Each era of software gets a new layer of abstraction and I wouldn’t be surprised if declarative programming makes a comeback on the backend – we’ll see more full-stack frameworks emerge that lets LLMs define what needs to happen in high-level terms, then the framework figures out how to do it within safe boundaries. The more we can separate business rules from their implementation, the less room there is for AI to introduce chaos.

Embedded feedback loops as the new competitive moat

The biggest opportunity in AI products today is to create robust feedback loops. Think about how human developers work: no one writes perfect code on the first try. Instead, you write, run, observe what breaks, and iterate. Yet, many AI coding agents still operate in the dark—they generate code without ever running it or seeing the results. For example, tools like Cursor’s background agent don’t yet come with a seamless way to spin up docker environments or headless browsers, making real feedback integration cumbersome. While huge investments are made to enhance LLMs, the supporting software infrastructure lags behind and must catch up to leverage these advancements more than we need LLMs to improve.

To close this gap, we need to more tightly integrate our tools so that LLMs can receive immediate, actionable feedback from their outputs. If an error or unexpected result occurs, the system should capture this and feed it back into the AI’s process, enabling it to learn and improve with every iteration—just like a human developer does.

But there’s a deeper, meta-level opportunity beyond just closing the loop at the tool level. It’s not enough for the agent to simply record lessons in a persistent note (like adding observations to an Agent.md file), or even to remember facts across sessions, as with ChatGPT’s memory. True self-improvement comes when the meta-software can observe patterns in tool usage and outcomes, then proactively adjust its own settings, workflows, or tool selection based on that feedback. In other words, the system should not just accumulate lessons, but adapt its configuration and processes to become more effective over time.
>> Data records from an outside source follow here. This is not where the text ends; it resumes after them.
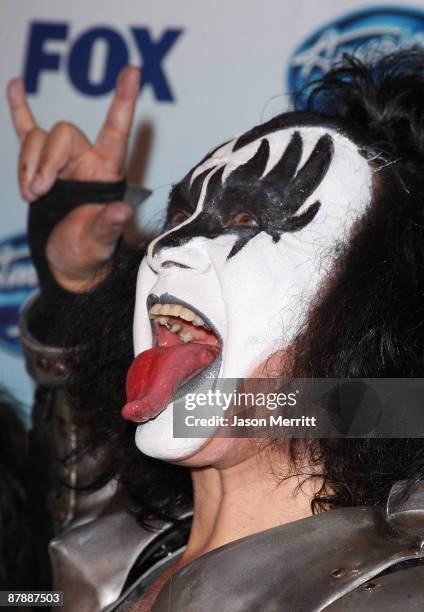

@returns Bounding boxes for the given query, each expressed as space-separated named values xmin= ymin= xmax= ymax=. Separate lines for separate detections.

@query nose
xmin=146 ymin=233 xmax=211 ymax=274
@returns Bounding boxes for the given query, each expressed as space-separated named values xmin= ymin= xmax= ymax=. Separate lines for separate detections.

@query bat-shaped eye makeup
xmin=158 ymin=130 xmax=334 ymax=258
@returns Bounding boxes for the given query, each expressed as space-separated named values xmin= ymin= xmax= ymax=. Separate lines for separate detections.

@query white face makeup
xmin=130 ymin=119 xmax=373 ymax=461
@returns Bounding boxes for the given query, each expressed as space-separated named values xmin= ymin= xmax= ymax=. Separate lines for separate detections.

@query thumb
xmin=90 ymin=201 xmax=134 ymax=247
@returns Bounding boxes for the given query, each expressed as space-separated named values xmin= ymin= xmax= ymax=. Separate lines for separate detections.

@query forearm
xmin=27 ymin=179 xmax=127 ymax=346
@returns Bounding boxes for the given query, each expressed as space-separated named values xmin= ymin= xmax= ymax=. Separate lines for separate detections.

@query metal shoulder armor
xmin=326 ymin=563 xmax=424 ymax=610
xmin=153 ymin=481 xmax=424 ymax=611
That’s why so many recent YC startups are building “Cursor for X” products, they recognize the value of feedback loops. But as with the “swipe” in dating apps, each vertical will need its own interface patterns to make giving feedback easy and engaging. The future lies in designing systems that not only collect short-term feedback, but also use it to drive meaningful, automated improvements at both the tool and meta-software levels.

Good news: AI isn’t the end of SaaS!

There’s a common narrative that LLMs will “kill” all startups, that as models get smarter they will commoditize and squeeze out all software.
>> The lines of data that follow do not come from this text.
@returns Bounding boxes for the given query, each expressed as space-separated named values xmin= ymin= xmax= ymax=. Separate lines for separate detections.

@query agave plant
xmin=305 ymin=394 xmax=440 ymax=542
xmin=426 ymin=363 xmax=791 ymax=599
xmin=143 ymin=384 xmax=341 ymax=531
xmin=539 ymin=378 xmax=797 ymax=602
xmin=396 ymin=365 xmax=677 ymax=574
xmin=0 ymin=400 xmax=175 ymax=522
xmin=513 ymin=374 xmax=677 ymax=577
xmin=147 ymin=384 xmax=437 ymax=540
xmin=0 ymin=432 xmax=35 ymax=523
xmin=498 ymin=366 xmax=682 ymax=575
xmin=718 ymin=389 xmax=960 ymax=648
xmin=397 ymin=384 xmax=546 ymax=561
It is true that rigid traditional one-size-fits-all SaaS will look increasingly outdated. But this shift creates space for a new generation of software: flexible platforms that AI can configure, extend, and personalize on the fly.
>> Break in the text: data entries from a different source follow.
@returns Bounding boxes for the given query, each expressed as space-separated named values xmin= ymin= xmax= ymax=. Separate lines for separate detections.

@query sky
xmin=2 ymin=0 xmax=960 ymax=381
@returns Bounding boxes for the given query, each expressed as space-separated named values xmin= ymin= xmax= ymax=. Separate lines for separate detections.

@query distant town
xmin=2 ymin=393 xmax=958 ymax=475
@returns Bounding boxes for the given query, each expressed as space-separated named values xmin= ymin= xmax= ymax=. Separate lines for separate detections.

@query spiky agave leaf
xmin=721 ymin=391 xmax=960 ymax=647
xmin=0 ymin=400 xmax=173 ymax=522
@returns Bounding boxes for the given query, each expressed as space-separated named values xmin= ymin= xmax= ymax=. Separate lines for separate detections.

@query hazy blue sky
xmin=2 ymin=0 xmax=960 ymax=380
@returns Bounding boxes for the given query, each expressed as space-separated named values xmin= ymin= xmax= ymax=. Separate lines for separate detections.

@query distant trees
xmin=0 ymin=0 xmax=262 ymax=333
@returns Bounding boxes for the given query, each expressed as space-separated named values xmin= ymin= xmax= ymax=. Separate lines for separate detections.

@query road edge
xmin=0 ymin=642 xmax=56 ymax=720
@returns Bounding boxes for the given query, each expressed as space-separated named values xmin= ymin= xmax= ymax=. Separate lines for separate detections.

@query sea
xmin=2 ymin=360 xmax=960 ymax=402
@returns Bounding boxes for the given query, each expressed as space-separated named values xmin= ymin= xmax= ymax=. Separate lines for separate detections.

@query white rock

Our job as developers is evolving. Instead of shipping monolithic, rigid products, we’re now responsible for designing the right abstraction layers and assembling the right set of “Lego blocks”—the primitives and interfaces that AI and users can combine in endlessly creative ways. A software that can be continuously reconfigured to fit each business, without the pain of multi-year implementation projects. AI won’t rebuild everything from scratch; it will just help snap together and personalize robust, well-designed foundations. And the winners in this new era will be those who build the best blocks—and the smartest systems for assembling them.